Leon and Ursula Linden are two weird siblings who live with their cleaning-obsessed mother and potty doctor father in a great big house. Dad (Terry O’Quinn) has a life-sized anatomical dummy in his doctor’s office that he uses ‘to explain things to patients with’. The dummy has been named Pin by the children, has no skin, a moveable head and, in one scene involving a nurse that wouldn’t be out of place in a Joe D’Amato or John Waters picture, we discover that he is anatomically correct, er, downstairs as well. I have no idea what you would use such a dummy for in a doctor’s office, and Dr Linden’s actual specialty is somewhat glossed over, although at one point in the film he does perform an abortion on his own daughter, so perhaps his area of expertise is lack of ethics. And where would we trash film aficionados be without that particular discipline?

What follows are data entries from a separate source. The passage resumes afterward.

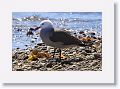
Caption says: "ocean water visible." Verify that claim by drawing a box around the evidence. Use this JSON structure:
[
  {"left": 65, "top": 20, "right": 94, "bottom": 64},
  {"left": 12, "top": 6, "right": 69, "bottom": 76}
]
[{"left": 12, "top": 12, "right": 102, "bottom": 49}]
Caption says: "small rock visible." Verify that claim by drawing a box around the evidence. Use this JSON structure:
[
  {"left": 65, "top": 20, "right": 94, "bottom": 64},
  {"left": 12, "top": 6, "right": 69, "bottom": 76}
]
[{"left": 46, "top": 63, "right": 53, "bottom": 68}]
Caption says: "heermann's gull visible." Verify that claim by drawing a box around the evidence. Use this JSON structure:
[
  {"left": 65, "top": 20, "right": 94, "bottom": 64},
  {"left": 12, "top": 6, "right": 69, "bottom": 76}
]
[{"left": 34, "top": 20, "right": 90, "bottom": 59}]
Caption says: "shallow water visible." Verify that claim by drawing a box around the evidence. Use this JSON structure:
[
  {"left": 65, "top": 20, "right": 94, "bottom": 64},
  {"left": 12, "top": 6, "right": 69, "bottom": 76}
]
[{"left": 12, "top": 12, "right": 102, "bottom": 49}]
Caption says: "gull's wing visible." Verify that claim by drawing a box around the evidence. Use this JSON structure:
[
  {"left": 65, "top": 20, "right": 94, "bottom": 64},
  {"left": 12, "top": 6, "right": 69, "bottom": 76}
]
[{"left": 50, "top": 30, "right": 85, "bottom": 46}]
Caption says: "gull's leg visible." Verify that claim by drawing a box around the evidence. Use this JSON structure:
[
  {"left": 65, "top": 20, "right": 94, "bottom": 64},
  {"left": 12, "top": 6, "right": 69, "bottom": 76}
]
[
  {"left": 59, "top": 49, "right": 61, "bottom": 60},
  {"left": 53, "top": 48, "right": 56, "bottom": 58}
]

When they’re approaching puberty, Doctor Linden uses Pin to explain the facts of life to them via a ventriloquist act so completely barmy this one scene alone makes PIN worth watching. Following this the two kids retire to their room where little Ursula reads girlie mags while little Leon contemplates a wind up musical ballerina. I didn’t say the facts of life bit was the only barmy scene, did I?
The children grow up, Ursula gets into trouble but Dad sorts it out. Leon becomes more and more attached to Pin. When Mum and Dad are killed in a car crash Leon rescues Pin from where he had been sitting in the back seat (don’t ask), takes him home and dresses him in his father’s clothes. Ursula tries to lead a sane life but when Auntie Dorothy comes and incurs Pin’s dislike (according to Leon) she becomes Pin’s latest victim.
Despite its flat and uninspired 1980s TV movie-like direction, PIN is so enjoyably crackers that anyone who likes outrageous nonsense will be more than willing to forgive the absence of style. The acting isn’t bad either, with a standout performance from David Hewlett as the increasingly potty Leon. It was produced by Pierre David and at one point Leon takes a girl to the cinema to watch that most romantic of movies, David Cronenberg’s SCANNERS (also produced by David). 

PIN is obscure, completely bonkers, and far better than you might expect it to be. Definitely in the tradition of weird dummy movies like Richard Attenborough’s MAGIC, Lindsay Shonteff’s DEVIL DOLL and, of course, Ealing’s DEAD OF NIGHT, if you liked any of those you’ll probably get a kick out of PIN as well.